How the note was left
- [55]After Erika’s death, when Juliana, Mr Kaegi and Ms Frey were at her home, Juliana found the note in Erika’s bedroom in the top bedside drawer.
- [56]The long thin decorated envelope containing the note was found within an unsealed envelope which appeared to be a recycled RACQ envelope, along with a large number of photographs taken of Erika and Juliana when Juliana was growing up. The accompanying presence of the photographs supports the inference the note was written at a time of heightened emotion and rumination over Erika’s relationship with her daughter.
- [57]The facts are consistent with a lack of deliberation, at a time of high emotion on the part of an emotionally volatile and cognitively impaired woman, as to what effect she intended the document to have. To the extent there may have been any deliberation by Erika as to the purpose the note was to serve, it was unlikely to have been a legal purpose and more likely to have been an emotional purpose - salving her emotional distress by writing a private note of her love for her daughter and her plan to favour her daughter after all.
- [58]As with the other surrounding evidence, the evidence of Erika’s mental state, does not support the inference she intended her note to form her will.
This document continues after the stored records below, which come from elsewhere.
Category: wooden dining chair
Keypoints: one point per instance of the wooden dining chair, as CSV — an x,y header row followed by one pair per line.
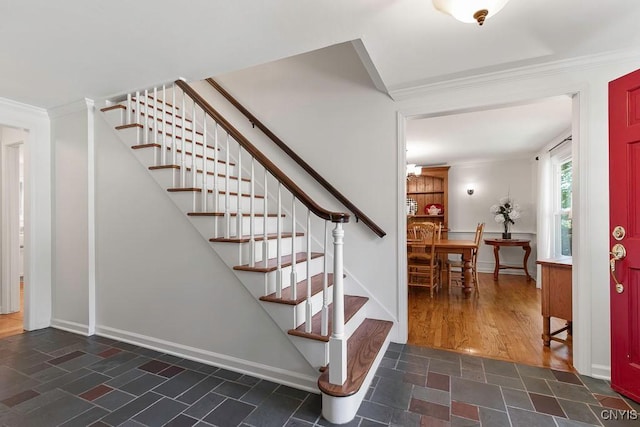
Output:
x,y
455,268
423,269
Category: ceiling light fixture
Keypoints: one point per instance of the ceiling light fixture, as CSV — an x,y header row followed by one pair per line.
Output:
x,y
470,11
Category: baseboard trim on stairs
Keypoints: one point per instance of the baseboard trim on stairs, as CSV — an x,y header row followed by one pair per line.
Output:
x,y
270,373
69,326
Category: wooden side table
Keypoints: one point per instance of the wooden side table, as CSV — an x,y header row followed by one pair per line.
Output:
x,y
556,296
498,243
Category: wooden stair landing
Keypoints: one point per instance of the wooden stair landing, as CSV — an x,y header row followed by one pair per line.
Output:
x,y
351,306
362,349
317,284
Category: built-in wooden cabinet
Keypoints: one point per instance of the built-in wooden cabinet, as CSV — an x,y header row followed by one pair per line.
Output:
x,y
428,188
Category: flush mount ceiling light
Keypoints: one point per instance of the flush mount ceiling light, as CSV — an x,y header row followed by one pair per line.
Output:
x,y
470,10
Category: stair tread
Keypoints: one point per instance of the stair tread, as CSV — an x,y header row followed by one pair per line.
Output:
x,y
273,215
362,348
220,175
272,264
351,306
257,238
317,284
199,190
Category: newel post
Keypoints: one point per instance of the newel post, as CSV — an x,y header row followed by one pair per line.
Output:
x,y
337,342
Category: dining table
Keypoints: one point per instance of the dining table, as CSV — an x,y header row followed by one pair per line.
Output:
x,y
446,246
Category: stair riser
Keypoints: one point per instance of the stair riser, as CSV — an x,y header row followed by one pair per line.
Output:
x,y
265,283
313,349
289,316
242,251
190,201
208,225
341,410
170,178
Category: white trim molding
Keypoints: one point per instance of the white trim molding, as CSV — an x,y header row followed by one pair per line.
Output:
x,y
235,364
73,327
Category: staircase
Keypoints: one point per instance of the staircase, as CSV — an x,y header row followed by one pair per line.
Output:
x,y
265,228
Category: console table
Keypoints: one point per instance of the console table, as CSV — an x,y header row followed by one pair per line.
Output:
x,y
498,243
556,296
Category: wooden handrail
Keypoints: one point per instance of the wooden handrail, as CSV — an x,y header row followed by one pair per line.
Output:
x,y
338,217
360,216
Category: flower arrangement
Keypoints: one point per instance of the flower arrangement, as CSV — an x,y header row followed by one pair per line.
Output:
x,y
506,213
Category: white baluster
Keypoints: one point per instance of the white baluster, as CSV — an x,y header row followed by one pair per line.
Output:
x,y
174,143
294,276
154,112
227,203
138,107
205,179
265,241
325,285
252,215
183,161
239,204
194,158
279,244
309,308
337,342
164,124
216,186
146,117
127,119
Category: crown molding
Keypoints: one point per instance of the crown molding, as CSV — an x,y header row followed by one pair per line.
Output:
x,y
71,108
19,106
517,73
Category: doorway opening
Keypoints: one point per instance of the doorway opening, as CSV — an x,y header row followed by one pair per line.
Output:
x,y
503,319
12,217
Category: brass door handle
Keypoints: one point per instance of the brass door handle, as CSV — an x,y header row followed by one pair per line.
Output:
x,y
618,252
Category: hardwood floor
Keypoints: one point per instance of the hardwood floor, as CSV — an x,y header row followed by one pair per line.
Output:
x,y
501,321
11,324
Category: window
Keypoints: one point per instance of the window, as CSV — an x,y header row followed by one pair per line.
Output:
x,y
562,200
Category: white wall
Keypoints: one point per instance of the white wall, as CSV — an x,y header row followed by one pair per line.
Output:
x,y
69,138
37,233
491,181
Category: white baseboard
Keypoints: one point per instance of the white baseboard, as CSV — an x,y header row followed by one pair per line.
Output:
x,y
602,372
277,375
73,327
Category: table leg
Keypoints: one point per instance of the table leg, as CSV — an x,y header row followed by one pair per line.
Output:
x,y
496,254
468,272
546,330
527,252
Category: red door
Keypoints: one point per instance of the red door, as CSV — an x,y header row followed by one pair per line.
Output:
x,y
624,205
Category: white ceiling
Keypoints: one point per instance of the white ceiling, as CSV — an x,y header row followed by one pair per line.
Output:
x,y
56,52
500,133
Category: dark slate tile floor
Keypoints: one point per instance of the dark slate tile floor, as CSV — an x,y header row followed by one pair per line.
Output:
x,y
54,378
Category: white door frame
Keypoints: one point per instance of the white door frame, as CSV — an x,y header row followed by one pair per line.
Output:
x,y
37,208
10,226
582,328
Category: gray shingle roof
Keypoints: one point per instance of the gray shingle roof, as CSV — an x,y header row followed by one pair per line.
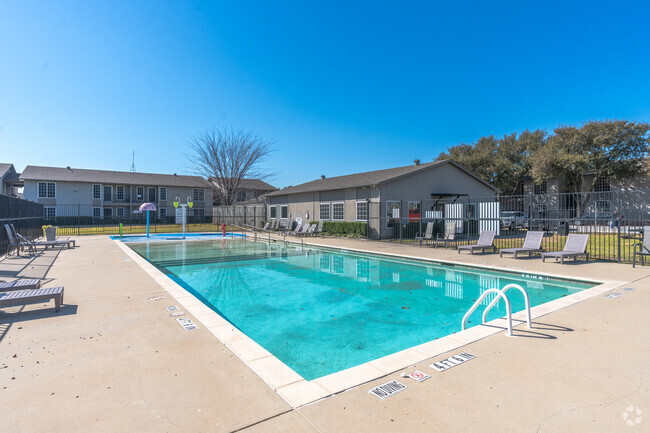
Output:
x,y
4,168
33,172
366,179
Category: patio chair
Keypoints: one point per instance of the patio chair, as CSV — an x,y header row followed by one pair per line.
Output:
x,y
448,236
576,245
532,244
427,235
300,231
485,241
309,231
21,297
46,244
50,236
16,244
22,284
642,249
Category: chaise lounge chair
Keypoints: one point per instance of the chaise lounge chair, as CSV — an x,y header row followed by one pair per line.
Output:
x,y
485,241
21,297
17,245
448,236
576,245
532,244
22,284
427,235
643,248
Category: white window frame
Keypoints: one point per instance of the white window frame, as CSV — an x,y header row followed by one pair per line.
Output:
x,y
104,195
48,208
92,191
198,195
329,212
141,198
389,217
342,203
47,190
357,210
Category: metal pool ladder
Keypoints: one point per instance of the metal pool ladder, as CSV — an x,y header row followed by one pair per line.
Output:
x,y
501,293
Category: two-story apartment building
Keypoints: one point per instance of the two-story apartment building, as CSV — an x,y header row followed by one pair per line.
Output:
x,y
104,194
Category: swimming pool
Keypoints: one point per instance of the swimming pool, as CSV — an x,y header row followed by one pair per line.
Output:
x,y
321,311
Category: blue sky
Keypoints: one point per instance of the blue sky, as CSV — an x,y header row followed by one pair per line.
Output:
x,y
339,87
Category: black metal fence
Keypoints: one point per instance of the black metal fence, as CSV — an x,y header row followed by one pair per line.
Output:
x,y
26,216
613,219
77,219
241,215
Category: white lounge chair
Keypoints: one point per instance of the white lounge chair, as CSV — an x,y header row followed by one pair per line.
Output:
x,y
576,245
485,241
532,244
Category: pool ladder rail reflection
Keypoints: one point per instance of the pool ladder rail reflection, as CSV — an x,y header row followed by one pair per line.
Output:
x,y
501,293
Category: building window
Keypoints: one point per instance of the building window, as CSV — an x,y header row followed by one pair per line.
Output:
x,y
338,211
362,210
324,212
199,213
392,212
602,185
46,190
414,211
119,193
198,194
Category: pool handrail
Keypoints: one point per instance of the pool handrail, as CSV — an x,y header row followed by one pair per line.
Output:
x,y
526,300
500,294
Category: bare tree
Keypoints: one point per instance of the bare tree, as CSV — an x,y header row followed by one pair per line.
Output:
x,y
228,158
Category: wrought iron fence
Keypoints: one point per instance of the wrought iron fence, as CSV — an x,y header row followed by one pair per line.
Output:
x,y
26,216
77,219
613,219
241,215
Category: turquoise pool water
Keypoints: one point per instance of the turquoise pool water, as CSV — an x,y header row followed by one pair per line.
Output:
x,y
321,311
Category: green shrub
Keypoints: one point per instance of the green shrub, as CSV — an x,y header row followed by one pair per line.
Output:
x,y
345,229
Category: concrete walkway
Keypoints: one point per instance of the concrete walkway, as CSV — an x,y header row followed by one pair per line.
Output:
x,y
112,360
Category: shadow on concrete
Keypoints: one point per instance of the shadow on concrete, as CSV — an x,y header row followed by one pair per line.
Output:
x,y
12,315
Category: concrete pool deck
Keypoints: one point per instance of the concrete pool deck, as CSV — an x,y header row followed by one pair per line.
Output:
x,y
112,360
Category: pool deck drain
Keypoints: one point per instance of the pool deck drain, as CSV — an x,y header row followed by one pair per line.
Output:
x,y
297,391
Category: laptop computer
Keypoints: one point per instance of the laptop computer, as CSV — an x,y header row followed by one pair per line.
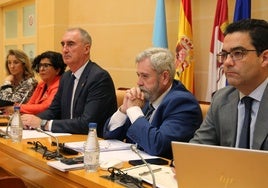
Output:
x,y
199,166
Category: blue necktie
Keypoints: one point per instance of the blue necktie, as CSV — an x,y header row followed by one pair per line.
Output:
x,y
149,112
245,132
70,93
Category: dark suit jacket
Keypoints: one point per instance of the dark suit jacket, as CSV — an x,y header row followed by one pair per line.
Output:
x,y
220,124
94,101
176,119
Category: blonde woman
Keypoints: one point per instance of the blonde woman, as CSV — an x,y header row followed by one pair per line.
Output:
x,y
20,83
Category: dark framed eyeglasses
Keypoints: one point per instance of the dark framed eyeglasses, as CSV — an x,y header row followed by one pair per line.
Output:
x,y
236,54
118,176
44,65
40,148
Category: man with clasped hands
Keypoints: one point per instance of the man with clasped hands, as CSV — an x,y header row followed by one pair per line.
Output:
x,y
176,113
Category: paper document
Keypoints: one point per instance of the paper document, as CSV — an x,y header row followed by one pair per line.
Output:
x,y
105,145
164,176
64,167
35,134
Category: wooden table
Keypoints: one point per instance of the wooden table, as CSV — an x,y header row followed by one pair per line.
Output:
x,y
19,160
It remains an equal if not stronger inference that Erika intended the note to inform her daughter of her regret and change of heart and of her plan to reflect that by in due course making a new will.
Conclusion and Orders
- [59]For all of these reasons the evidence does not satisfy me, as s 18 requires, that Erika intended her note to form her will or alter or revoke her 2020 will.
- [60]Juliana’s application for the note to be admitted to probate must fail. Mr Merino’s application for the 2020 will to be admitted to probate should succeed.
- [61]It remains to list and hear that component of Juliana’s application by which she seeks provision for her maintenance and support.
- [62]In the circumstances I will reserve costs.
- [63]My orders are:
- Ms Wool’s application for Erika Kaegi-Fluri’s note to her dated 6 June 2022 to be admitted to probate is dismissed.
- Erika Kaegi-Fluri’s will of 22 May 2020 be admitted to probate, subject to the formal requirements of the Registrar.
- Ms Wool’s application for maintenance and support is listed for directions to be given as to its future conduct at 9.15 am 17 May 2024.
- Costs reserved.
Footnotes
[1]Hatsatouris v Hatsatouris [2001] NSWCA 408; followed in Lindsay v McGrath [2016] 2 Qd R 160.
[2] [2016] 2 Qd R 160, 186.
[3] (1870) LR 5 QB 549, 565.
[4] See for example Tobin v Ezekiel (2012) 83 NSWLR 757, 771 [45] and the cases cited therein.
[5]Re Spencer (deceased) [2015] 2 Qd R 435, 449-450.
[6] See for example Re Griffith; Easter v Griffith (1995) 217 ALR 284, 295.
[7]Banks v Goodfellow (1870) LR 5 QB 549.
[8] This is no criticism of those beneficiaries. It simply reflects the reality that their relationship to the deceased was of a far lesser degree and carried less expectation (if any at all) of legacy than that of parent and child.